Harvard Catalyst Profiles

The primary objective of this project is to develop next-generation therapeutics for skeletal disease and injury through bone and cartilage reconstruction. Our goal is to establish guided bone ossification and cartilage formation by bio-print stem cell-laden hydrogels with well-controlled three-dimensional geometrical, mechanical, chemical, and biological properties. The biomaterials will be evaluated by ex vivo analyses and in vivo transplantation studies in mouse injury models for skeletal regeneration. The results obtained from these preclinical animal studies will be used to improve and upgrade the biomaterials for bone and cartilage tissue engineering. Students will use a 3D printer to print 3D objects from a computer-aided design (CAD), as well as learn how to modify an existing 3D printer to bio-print cell-laden hydrogels. They will also acquire skills in stem cell analyses. The project requires an interest and previous experience in the research area of skeletal biology, stem cell therapy, and 3D printers, especially fused deposition modeling (FDM) 3D printers, capable of setting up instruments, using Repetier and CAD software.
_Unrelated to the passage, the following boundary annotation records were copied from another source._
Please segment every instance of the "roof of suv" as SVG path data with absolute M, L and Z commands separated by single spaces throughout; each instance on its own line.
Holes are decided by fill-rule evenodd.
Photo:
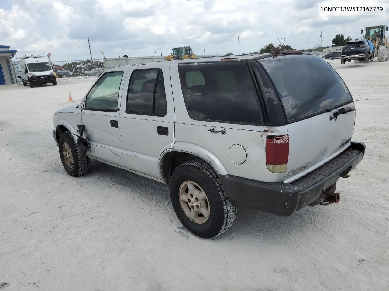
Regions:
M 291 53 L 291 52 L 295 51 L 289 51 L 289 54 L 285 54 L 284 55 L 286 55 L 287 54 L 301 54 L 301 51 L 295 51 L 297 53 L 295 53 L 294 54 Z M 304 54 L 307 54 L 307 53 L 304 52 L 302 53 Z M 137 67 L 136 68 L 138 69 L 139 67 L 139 69 L 142 68 L 155 68 L 156 66 L 161 68 L 162 66 L 168 66 L 170 64 L 174 63 L 183 63 L 186 62 L 192 63 L 193 62 L 215 62 L 218 61 L 238 61 L 239 60 L 244 60 L 244 59 L 255 59 L 256 60 L 260 59 L 263 59 L 266 57 L 269 57 L 272 56 L 272 55 L 270 54 L 250 54 L 250 55 L 221 55 L 219 57 L 199 57 L 196 58 L 196 59 L 187 59 L 184 60 L 175 60 L 173 61 L 159 61 L 156 62 L 152 62 L 147 63 L 147 64 L 137 64 L 135 65 L 129 65 L 128 66 L 124 66 L 121 67 L 117 67 L 114 68 L 111 68 L 107 70 L 107 71 L 117 71 L 118 69 L 123 69 L 124 68 L 128 68 L 130 67 Z

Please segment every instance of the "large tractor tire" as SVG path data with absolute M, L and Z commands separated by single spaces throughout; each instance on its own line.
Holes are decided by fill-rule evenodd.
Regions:
M 384 62 L 387 57 L 386 51 L 386 46 L 381 45 L 378 47 L 378 54 L 377 56 L 377 61 L 378 62 Z

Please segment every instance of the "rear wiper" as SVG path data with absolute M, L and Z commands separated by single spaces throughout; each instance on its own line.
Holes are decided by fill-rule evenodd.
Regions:
M 329 116 L 329 120 L 332 120 L 333 119 L 335 119 L 336 120 L 338 119 L 338 116 L 341 114 L 346 114 L 347 113 L 349 113 L 351 111 L 354 111 L 355 110 L 355 108 L 352 108 L 350 107 L 340 108 L 338 111 L 335 111 L 334 113 L 333 116 Z

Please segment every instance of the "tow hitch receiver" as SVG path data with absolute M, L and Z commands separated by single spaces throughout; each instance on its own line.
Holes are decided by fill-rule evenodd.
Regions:
M 329 205 L 333 203 L 338 203 L 339 202 L 340 194 L 335 192 L 336 189 L 336 186 L 334 184 L 324 191 L 319 197 L 319 199 L 321 201 L 321 205 Z

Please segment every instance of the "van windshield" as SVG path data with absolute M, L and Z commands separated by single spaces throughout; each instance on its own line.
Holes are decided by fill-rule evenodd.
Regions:
M 303 54 L 259 60 L 280 95 L 288 122 L 352 100 L 345 84 L 322 58 Z
M 51 69 L 51 66 L 48 62 L 33 62 L 27 64 L 27 65 L 32 72 L 43 72 Z

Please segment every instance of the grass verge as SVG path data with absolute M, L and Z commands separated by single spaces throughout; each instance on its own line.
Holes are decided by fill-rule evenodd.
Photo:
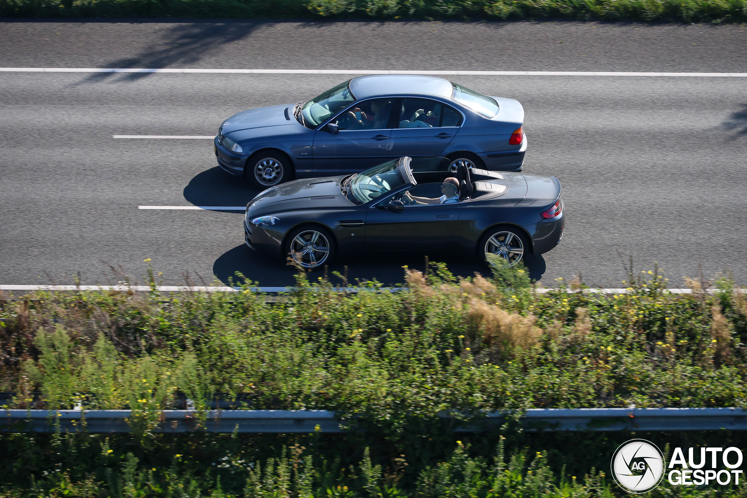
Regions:
M 301 274 L 297 291 L 270 304 L 250 282 L 239 293 L 6 296 L 9 406 L 131 408 L 138 431 L 3 435 L 4 496 L 611 496 L 593 468 L 630 434 L 527 435 L 509 422 L 460 435 L 437 414 L 747 405 L 747 300 L 728 278 L 675 295 L 661 270 L 631 270 L 627 294 L 605 296 L 577 280 L 536 293 L 521 268 L 490 278 L 438 264 L 405 271 L 400 292 L 373 282 L 347 294 Z M 149 432 L 179 393 L 199 411 L 218 393 L 247 408 L 335 410 L 368 430 Z M 746 442 L 728 432 L 645 438 L 663 448 Z M 661 496 L 744 494 L 678 489 Z
M 747 0 L 0 0 L 0 16 L 737 22 Z

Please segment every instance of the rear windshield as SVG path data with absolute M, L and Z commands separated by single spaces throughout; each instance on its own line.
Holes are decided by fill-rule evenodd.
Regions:
M 485 117 L 493 117 L 498 113 L 498 103 L 490 97 L 453 82 L 451 85 L 454 87 L 454 94 L 451 98 L 455 102 Z

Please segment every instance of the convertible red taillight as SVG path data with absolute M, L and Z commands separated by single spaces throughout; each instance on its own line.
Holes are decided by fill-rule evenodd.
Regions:
M 524 142 L 524 129 L 519 126 L 511 134 L 511 138 L 509 139 L 509 144 L 518 146 L 521 145 L 521 142 Z
M 542 211 L 539 214 L 545 220 L 551 220 L 555 217 L 559 217 L 562 214 L 562 203 L 560 202 L 560 199 L 555 201 L 555 204 L 550 206 L 550 209 Z

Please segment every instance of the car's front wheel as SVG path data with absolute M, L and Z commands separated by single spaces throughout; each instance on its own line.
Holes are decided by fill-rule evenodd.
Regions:
M 285 238 L 283 254 L 305 270 L 314 270 L 329 262 L 335 255 L 335 238 L 318 225 L 301 226 Z
M 477 246 L 480 255 L 489 264 L 503 261 L 509 267 L 517 264 L 529 249 L 529 241 L 521 230 L 511 226 L 499 226 L 483 235 Z
M 247 181 L 258 190 L 288 181 L 293 166 L 283 154 L 259 151 L 247 160 L 244 168 Z

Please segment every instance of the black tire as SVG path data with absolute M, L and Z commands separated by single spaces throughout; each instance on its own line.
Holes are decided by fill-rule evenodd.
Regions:
M 486 230 L 477 244 L 477 257 L 491 265 L 492 263 L 487 256 L 489 252 L 502 256 L 509 266 L 512 267 L 524 259 L 524 255 L 529 251 L 527 234 L 521 229 L 508 225 L 495 226 Z
M 316 234 L 316 236 L 314 235 Z M 303 243 L 299 240 L 303 240 Z M 332 232 L 320 225 L 303 225 L 291 230 L 283 242 L 283 255 L 307 271 L 329 264 L 337 252 Z M 303 250 L 302 250 L 303 249 Z M 322 255 L 323 255 L 323 257 Z
M 293 178 L 291 160 L 277 150 L 261 150 L 247 160 L 244 175 L 249 184 L 258 190 L 274 187 Z
M 455 171 L 453 169 L 453 166 L 459 166 L 460 164 L 464 164 L 468 168 L 485 169 L 485 163 L 483 162 L 483 160 L 477 157 L 477 154 L 472 152 L 454 152 L 450 154 L 446 158 L 451 161 L 449 164 L 450 171 Z

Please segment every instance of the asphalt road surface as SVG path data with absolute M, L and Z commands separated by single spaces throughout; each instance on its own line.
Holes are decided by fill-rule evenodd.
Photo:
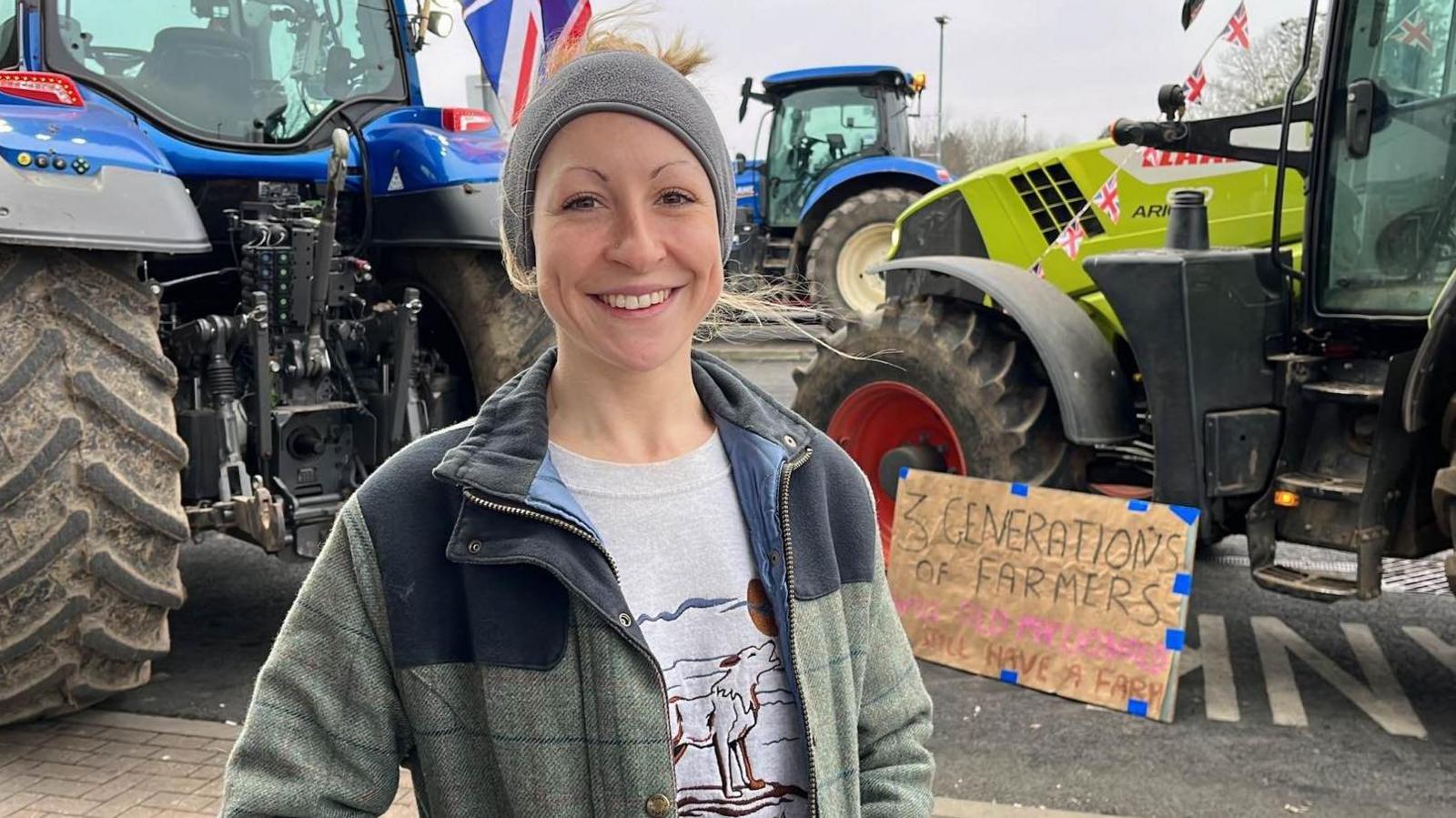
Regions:
M 718 351 L 788 402 L 811 346 Z M 922 662 L 936 793 L 1111 815 L 1456 815 L 1456 597 L 1418 571 L 1374 603 L 1293 600 L 1254 585 L 1242 547 L 1195 566 L 1172 723 Z M 224 537 L 189 546 L 172 654 L 102 707 L 242 720 L 307 569 Z

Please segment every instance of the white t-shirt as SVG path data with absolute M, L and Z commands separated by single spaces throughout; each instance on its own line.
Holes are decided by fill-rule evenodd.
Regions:
M 678 815 L 808 815 L 804 716 L 718 434 L 662 463 L 550 457 L 667 681 Z

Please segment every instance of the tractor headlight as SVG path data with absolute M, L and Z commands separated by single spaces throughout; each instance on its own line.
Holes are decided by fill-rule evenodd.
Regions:
M 897 259 L 913 256 L 989 258 L 986 240 L 960 191 L 946 191 L 895 226 Z

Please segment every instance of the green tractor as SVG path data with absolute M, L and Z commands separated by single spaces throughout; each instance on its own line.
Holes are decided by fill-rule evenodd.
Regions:
M 1031 194 L 1075 211 L 1109 153 L 1026 179 L 1002 166 L 920 202 L 879 268 L 888 303 L 831 341 L 906 354 L 893 367 L 820 355 L 796 408 L 871 474 L 885 524 L 904 466 L 1149 496 L 1198 508 L 1203 540 L 1248 534 L 1264 588 L 1379 595 L 1385 559 L 1450 549 L 1456 523 L 1453 1 L 1331 0 L 1324 73 L 1302 102 L 1312 33 L 1280 108 L 1187 122 L 1182 87 L 1165 86 L 1166 121 L 1118 121 L 1128 147 L 1104 151 L 1273 167 L 1168 185 L 1166 249 L 1134 252 L 1155 234 L 1115 234 L 1093 210 L 1083 250 L 1118 252 L 1085 269 L 1054 252 L 1038 278 L 1026 265 L 1045 234 L 987 230 L 983 214 Z M 1121 221 L 1137 223 L 1155 191 L 1120 178 Z M 1262 205 L 1238 192 L 1258 180 Z M 1303 214 L 1280 207 L 1300 189 Z M 1281 565 L 1280 541 L 1358 568 Z
M 1088 207 L 1088 199 L 1120 167 L 1114 221 Z M 1077 441 L 1091 450 L 1072 445 L 1061 429 L 1063 416 L 1077 415 L 1064 415 L 1059 403 L 1075 396 L 1050 389 L 1038 339 L 1012 316 L 989 309 L 981 294 L 960 284 L 955 271 L 994 269 L 1015 285 L 1041 293 L 1051 310 L 1048 319 L 1064 323 L 1056 332 L 1080 329 L 1076 342 L 1096 351 L 1096 371 L 1136 371 L 1107 297 L 1080 261 L 1053 242 L 1085 211 L 1080 223 L 1088 237 L 1079 259 L 1158 246 L 1174 194 L 1188 186 L 1204 192 L 1219 245 L 1268 245 L 1271 167 L 1139 150 L 1112 140 L 986 167 L 933 191 L 900 215 L 891 266 L 910 265 L 913 284 L 865 320 L 830 336 L 828 344 L 850 357 L 820 354 L 796 373 L 795 405 L 871 476 L 887 543 L 900 466 L 1150 495 L 1152 441 L 1146 435 L 1124 440 L 1125 429 L 1118 426 L 1107 440 Z M 1283 224 L 1296 224 L 1300 207 L 1290 202 Z M 1281 239 L 1297 237 L 1293 229 Z M 932 259 L 925 263 L 936 266 L 914 271 L 917 259 Z M 888 278 L 909 282 L 900 272 Z M 884 351 L 900 354 L 881 355 Z M 1120 410 L 1127 400 L 1133 399 L 1120 403 Z

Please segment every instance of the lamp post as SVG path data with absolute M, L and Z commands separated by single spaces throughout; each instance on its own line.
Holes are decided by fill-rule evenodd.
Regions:
M 935 163 L 943 164 L 941 144 L 945 134 L 945 23 L 951 22 L 949 15 L 939 15 L 935 22 L 941 26 L 941 76 L 936 84 L 941 90 L 935 102 Z

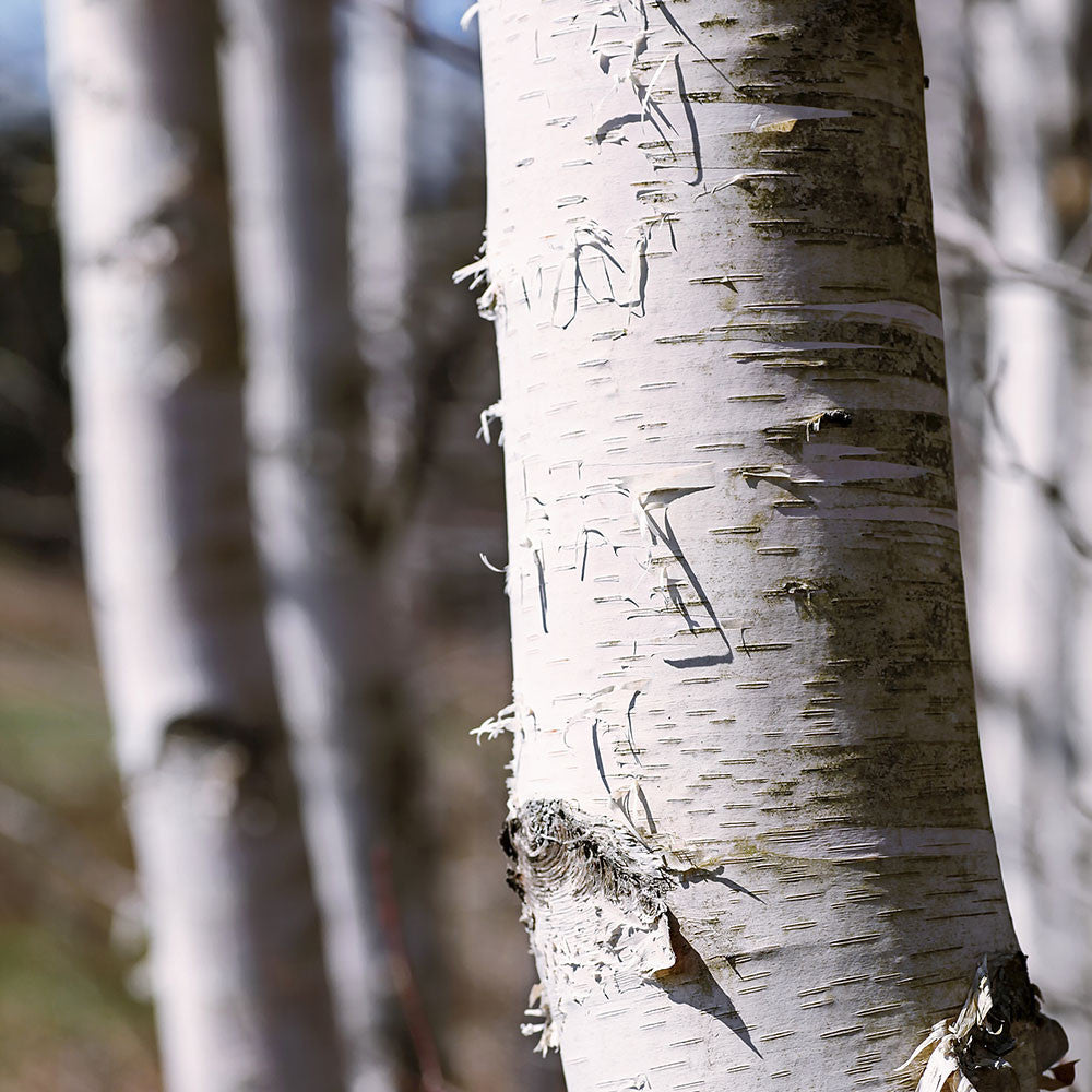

We are looking for motivated students interested in Data Science/Bioinformatics and participating in a team effort with the potential to publish papers in high-profile journals. Relevant courses or backgrounds in statistics, programming (R language, MetaCore), and basic biology are required for this position. The current study includes data mining of single-cell and spatial transcriptomics as well as epigenomics. These projects investigate a recent discovery of a skeletal stem cell population. By examining its transcriptomic and epigenomic diversity and relevant cellular heterogeneity, our goal is to identify a subpopulation with elevated expression of skeletal stem cell markers and genes linked to patients with congenital deformities, as well as to reveal novel regulatory processes of cell lineage development between the stem cell-enriched subpopulation and other subpopulations. The general strategy is to identify differentially expressed genes and differentially accessible genomic regions affected by the gene mutation in mouse models, followed by Gene Set Enrichment Analysis, Pathway Analysis, Upstream Regulator Assay, Cell-Cell Communication, etc. Using these data minings, we aim to identify candidates processing dynamic effects on phenotypic alteration in the mouse models and human diseases.